Similarly, the acting is generally superior (particularly in support, with Sean Harris as Macduff and David Thewlis as Duncan turning in tremendous performances), but often blunted by the presentation.  It’s not that Fassbender and Cotillard aren’t excellent; they are.  It’s just that they’re given relatively little to do by the excision of so much of the dialogue.  Again, it’s not the execution, it’s the conception:  if you’re not going to require them to say  — and if, when they do, they often seem like they’re talking past each other — then why get such high-caliber actors to do the job?  Macbeth’s traumas run deep, and coax some heavy lifting out of Fassbender; and Lady Macbeth alternates between emotions that are, if hard to place, certainly deeply felt; but they never quite seem to connect, because the threads of those connections — the dialogue between them, and the psychology it illuminates — have been ripped out.

But to characterize it as without virtue would be a huge mistake.  There’s a lot going on here, and much of it demands our attention.  There is a lot of genuine emotional power on display in Kurzel’s Macbeth, and it only goes so far to complain about the way it fits a bit awkwardly into the overall narrative.  While it suffers overall from shedding so much of Shakespeare’s text, he makes some choices that pay off well; in many versions of the play, the Three Witches are overly sexualized, made too formidable, or set too far outside the action.  Here, Wurzel makes them an intrinsic part of the story, as harrowed by the events of the war as any of the other characters, and the choice to have four witches instead of three — with the one Macbeth interacts with the most a young girl, driving home the overarching theme of war’s impact on children — pays off in spades.  There’s something extremely compelling about the choice to set almost all of the action outdoors, with very few interior scenes; emphasizing the “blasted heath” lends the proceedings a savage beauty, especially given that it’s filmed (gorgeously, by DP Adam Arkapaw) in some of Scotland’s most stunning vistas.

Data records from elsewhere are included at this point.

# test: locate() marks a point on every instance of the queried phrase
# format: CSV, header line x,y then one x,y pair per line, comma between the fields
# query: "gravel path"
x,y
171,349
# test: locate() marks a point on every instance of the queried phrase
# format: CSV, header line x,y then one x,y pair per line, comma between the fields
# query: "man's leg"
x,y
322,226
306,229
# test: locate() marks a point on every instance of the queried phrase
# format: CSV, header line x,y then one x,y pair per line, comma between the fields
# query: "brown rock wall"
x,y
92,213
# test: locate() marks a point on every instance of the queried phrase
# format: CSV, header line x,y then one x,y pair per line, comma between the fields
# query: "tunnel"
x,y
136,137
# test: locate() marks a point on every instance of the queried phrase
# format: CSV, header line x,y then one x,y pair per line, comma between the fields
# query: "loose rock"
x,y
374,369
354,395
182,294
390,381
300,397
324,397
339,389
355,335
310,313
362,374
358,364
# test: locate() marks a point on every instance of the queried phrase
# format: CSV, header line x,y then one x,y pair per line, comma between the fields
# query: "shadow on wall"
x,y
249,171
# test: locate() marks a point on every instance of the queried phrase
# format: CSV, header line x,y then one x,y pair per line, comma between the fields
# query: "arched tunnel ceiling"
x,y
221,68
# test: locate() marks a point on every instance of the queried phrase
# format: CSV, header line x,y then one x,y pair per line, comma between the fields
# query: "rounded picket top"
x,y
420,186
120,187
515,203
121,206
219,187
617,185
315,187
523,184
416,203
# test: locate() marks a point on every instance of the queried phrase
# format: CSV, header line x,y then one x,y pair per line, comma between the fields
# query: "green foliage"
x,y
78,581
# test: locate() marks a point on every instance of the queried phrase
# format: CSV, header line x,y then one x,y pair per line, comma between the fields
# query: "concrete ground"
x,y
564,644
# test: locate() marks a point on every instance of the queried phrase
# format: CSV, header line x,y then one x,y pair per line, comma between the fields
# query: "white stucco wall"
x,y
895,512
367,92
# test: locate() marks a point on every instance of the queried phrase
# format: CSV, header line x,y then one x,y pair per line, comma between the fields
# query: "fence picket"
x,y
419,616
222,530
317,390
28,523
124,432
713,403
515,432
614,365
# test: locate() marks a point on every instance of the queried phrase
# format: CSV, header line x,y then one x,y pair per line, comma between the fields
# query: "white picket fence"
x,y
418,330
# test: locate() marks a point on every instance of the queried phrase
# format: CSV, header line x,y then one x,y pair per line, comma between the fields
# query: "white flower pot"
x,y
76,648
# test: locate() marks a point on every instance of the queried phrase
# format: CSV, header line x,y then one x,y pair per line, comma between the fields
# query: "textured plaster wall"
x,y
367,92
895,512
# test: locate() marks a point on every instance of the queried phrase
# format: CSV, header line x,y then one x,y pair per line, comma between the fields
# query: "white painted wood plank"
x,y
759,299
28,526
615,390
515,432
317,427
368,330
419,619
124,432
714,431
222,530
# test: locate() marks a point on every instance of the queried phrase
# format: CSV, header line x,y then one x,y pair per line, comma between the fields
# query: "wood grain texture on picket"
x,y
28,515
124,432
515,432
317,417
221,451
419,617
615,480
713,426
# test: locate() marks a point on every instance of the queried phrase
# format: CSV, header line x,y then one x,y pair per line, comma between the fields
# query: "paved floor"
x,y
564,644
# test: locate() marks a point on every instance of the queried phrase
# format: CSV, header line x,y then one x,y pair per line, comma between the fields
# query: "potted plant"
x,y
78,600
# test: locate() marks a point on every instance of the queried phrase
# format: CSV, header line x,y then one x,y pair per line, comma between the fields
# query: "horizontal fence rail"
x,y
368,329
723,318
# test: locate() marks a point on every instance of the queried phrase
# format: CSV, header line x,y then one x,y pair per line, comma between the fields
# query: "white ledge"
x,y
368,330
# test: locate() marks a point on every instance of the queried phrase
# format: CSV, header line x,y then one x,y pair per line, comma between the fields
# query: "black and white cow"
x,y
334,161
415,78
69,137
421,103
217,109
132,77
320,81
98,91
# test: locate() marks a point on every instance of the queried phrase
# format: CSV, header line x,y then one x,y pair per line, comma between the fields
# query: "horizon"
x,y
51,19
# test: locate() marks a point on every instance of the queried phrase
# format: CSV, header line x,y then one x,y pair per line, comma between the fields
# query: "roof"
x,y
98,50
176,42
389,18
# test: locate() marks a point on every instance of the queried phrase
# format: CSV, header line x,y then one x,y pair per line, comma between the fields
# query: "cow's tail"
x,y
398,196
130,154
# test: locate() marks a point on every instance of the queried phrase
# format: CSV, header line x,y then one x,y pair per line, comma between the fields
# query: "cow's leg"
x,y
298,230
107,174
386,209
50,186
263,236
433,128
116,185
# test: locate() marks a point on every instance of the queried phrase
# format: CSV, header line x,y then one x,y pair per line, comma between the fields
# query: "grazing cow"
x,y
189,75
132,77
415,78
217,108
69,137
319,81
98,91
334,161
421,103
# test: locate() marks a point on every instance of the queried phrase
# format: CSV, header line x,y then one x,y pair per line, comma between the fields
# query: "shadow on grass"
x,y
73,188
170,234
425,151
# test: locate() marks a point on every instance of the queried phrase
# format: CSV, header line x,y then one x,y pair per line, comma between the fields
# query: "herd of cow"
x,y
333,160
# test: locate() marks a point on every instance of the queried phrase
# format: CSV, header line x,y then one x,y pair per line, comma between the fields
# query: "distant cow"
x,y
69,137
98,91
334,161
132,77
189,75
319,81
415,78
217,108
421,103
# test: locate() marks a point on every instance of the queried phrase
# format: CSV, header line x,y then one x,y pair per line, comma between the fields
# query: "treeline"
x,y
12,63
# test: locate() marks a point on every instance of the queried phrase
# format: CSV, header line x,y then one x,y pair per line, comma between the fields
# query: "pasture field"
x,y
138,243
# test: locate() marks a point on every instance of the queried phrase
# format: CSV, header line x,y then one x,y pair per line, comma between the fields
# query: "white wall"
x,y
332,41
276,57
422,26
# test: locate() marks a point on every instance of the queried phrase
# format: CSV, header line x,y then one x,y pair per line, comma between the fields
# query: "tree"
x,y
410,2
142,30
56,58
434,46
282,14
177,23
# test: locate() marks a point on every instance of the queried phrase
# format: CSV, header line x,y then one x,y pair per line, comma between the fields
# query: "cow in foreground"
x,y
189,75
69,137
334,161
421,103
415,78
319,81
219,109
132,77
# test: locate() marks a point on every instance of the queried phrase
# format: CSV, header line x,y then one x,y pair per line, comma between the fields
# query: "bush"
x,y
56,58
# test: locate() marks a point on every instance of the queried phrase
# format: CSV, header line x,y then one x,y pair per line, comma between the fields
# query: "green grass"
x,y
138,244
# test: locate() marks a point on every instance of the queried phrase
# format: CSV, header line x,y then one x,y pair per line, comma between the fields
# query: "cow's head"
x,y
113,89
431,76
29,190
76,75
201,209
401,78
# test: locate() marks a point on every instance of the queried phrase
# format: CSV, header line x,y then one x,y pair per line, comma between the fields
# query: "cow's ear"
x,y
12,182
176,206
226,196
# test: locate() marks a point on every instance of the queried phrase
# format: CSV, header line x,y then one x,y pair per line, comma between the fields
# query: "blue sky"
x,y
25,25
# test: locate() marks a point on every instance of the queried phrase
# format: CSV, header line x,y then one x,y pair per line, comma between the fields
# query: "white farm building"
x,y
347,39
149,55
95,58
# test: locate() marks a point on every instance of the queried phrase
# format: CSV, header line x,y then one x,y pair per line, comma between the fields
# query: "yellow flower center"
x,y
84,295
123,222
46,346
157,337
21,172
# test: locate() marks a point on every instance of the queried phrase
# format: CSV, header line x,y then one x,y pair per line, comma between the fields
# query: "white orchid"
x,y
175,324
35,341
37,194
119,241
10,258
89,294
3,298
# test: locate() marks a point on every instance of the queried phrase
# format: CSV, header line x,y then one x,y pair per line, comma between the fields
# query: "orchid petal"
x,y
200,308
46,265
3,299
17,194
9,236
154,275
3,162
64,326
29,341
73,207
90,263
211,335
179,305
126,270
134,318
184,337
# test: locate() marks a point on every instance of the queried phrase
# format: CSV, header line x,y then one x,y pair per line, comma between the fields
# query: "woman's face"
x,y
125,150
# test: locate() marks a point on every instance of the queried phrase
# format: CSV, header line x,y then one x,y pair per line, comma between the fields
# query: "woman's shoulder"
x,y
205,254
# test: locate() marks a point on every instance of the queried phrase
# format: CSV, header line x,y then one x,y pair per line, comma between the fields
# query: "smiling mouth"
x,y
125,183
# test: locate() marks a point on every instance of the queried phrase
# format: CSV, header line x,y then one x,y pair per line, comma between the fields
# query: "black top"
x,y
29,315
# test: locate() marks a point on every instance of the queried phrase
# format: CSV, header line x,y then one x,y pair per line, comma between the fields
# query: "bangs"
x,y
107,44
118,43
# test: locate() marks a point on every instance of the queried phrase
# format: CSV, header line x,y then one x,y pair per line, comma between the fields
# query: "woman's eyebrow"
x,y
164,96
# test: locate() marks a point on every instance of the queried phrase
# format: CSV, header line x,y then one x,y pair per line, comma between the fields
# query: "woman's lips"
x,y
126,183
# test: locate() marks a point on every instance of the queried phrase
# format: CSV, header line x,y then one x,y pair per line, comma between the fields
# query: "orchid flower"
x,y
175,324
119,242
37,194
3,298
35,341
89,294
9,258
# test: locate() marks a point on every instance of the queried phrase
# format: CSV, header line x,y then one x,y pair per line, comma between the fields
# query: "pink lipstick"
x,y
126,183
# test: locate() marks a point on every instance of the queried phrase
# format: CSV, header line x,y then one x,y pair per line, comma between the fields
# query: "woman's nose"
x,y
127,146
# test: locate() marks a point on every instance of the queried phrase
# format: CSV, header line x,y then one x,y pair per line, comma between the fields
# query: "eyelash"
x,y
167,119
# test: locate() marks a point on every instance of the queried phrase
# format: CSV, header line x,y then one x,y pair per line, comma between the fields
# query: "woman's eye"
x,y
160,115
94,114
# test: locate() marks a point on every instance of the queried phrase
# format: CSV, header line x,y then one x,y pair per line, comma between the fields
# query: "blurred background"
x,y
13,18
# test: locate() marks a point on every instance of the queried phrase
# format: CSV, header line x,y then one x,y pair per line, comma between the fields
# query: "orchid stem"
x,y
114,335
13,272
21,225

Most of all, Macbeth is visually phenomenal.  From the very first scene of the child’s funeral pyre to the final credit sequence, with the titles saturated through a blood-red filter, the tragedy of Macbeth and the way he turns the sweep of Scotland from his mother to his grave looks spectacular, and Kurzel and his crew have made a movie where every frame is packed with treats.  It’s not too flashy or busy, though; it’s simply expertly composed, by a man who has great confidence in his eye.  The few times it skirts on the edge of excess, particularly in some early slow-motion battle scenes, it stops itself just before going too far overboard; it’s this sense of subtlety and restraint that makes Kurzel the kind of visionary director that the far inferior Zack Snyder is credited by salesmen and gullible critics of being.  Kurzel is the real deal, and Macbeth is a film by a director fully in command of his visual vocabulary; it’s just that the storytelling can’t keep up.

As an original work, Justin Kurzel’s Macbeth is an amazing step forward and, one hopes, a signal of the arrival of a director of incredible talent and potential (though the fact that his next project is Assassin’s Creed, a video game adaptation, is worrisome).  It is as an adaptation of Shakespeare that it falls the furthest, which, since that’s what it is, is a pretty noticeable flaw.